También fue la encargada de redactar el pliego de cargos que resultó en una sanción contra la entonces portavoz de Vox, Rocío Monasterio, por haber votado dos veces en una iniciativa y suplantar a un diputada que no se encontraba en el hemiciclo. Entre otros de sus momentos más mediáticos, destaca que también escribió los pliegos para abrir sanción contra el diputado de Más Madrid, Pablo Padilla, por simular un disparo en un pleno.
Su principal labor como consejera pasará, precisamente, por desatascar la nueva ley de universidades que prometió Ayuso y que no termina de llegar a buen puerto. Las universidades y, en realidad, el conjunto de la comunidad educativa, llevan meses levantándose contra esta cuestión, que está provocando infrafinanciación en el sistema universitario y apostando por una especie de ‘ley mordaza’ que coarta la libertad de expresión del alumnado. La crítica principal del estudiantado es que la normativa multa los escraches y prometía hacer lo propio con algunas manifestaciones.

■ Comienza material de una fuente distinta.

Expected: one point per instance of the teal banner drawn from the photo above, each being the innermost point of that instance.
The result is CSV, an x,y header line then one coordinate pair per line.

Escepticismo en oposición y sindicatos
De 50 años, Zarzalejo se licenció en Derecho en la UCM y está diplomada en Estudios Avanzados en Derecho del Trabajo y la Seguridad Social por la Universidad Carlos III de Madrid. Antes de este nombramiento, y si bien su carrera se encuentra principalmente ligada a la política, ha sido docente e investigadora en distintas universidades, así como miembro del Consejo Escolar de la Comunidad de Madrid y de la Comisión de Educación de la Federación Española de Municipios y Provincias.
Tanto los partidos políticos como los sindicatos miran con escepticismo el relevo, aunque celebran que el detonante haya sido una ley de universidades que estaba asfixiando a lo público y prometen diálogo por su parte. El PSOE solicitó la comparecencia de Ayuso para informar de su decisión, lo mismo que Más Madrid.
La portavoz de los segundos en el Parlamento de Madrid exige a la administradora primera de Sol rendir cuentas sobre el “fracaso sin paliativos” del texto de universidades, así como el “fracaso general de la política educativa del PP”. “Está obligada a comparecer esta vez, y le vamos a exigir que retire el proyecto de ley de universidades y dé marcha atrás en todas las políticas que nos están robando la educación pública”, asegura.
Así las cosas, tienen claro que Viciana “cae por petición popular” y “presión de la comunidad universitaria”: “Pero quien debe dar explicaciones es Ayuso y quien debe presentar un plan para explicar por qué Madrid es la comunidad autónoma que peor financia la educación pública es Ayuso”.